Yes, that’s right: a survey by the website ChannelMum.com says that in order to conceive, some couples are looking to the Golden Arches for inspiration, presumably pledging to name their firstborn Ronald McDonald as part of the deal. According to their research, only three percent of people asked are employing this unorthodox method, but that’s really three percent more than it should be, and that number is only going to increase as time goes on.
At the moment, there’s no scientific evidence to say that McDonald’s french fries make for a conducive pregnancy enviroment, but the idea behind the potato snack guzzling is that the extra sodium present that helps to make those fries extra delicious (also a bit more deadly) is also the key ingredient to triggering fertilization in a lady’s womb.
I have many questions. Not with the scientific reasoning behind this rather odd pregnancy trend (though that’s pretty ambiguous too), but the logistical problems, more than anything. Assuming you order your McDonald’s online, how do you make sure that you time everything right, ensuring your lovemaking isn’t rudely interrupted by an impatient UberEATS driver in the middle of an intense run?
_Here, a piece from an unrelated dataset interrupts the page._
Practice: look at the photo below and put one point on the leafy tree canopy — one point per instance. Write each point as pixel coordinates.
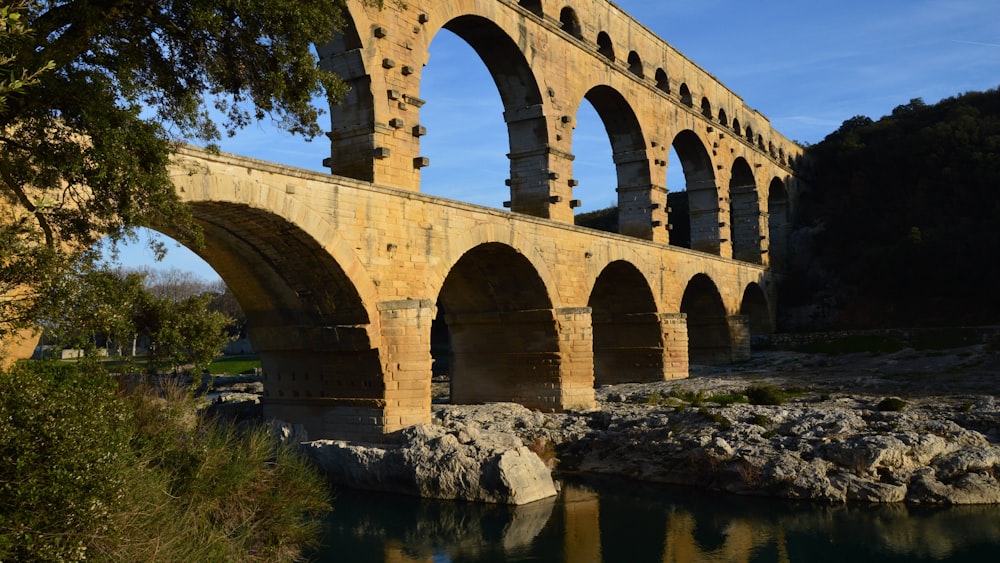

Assuming you don’t order online and that you bring the french fries home before you have sex, how do you keep the french fries warm until you’re finished? There’s nothing that can ruin the mood quicker than stale french fries. Do you bring them into the bed with you? Do you install some kind of french fry cooker in your bedroom?
If anyone out there’s tried this and have successfully gotten pregnant, please let me know how you did it. In detail, please. In the meantime, I wish every hopeful couple out there the best of luck in starting a family. No matter what they eat to help them out.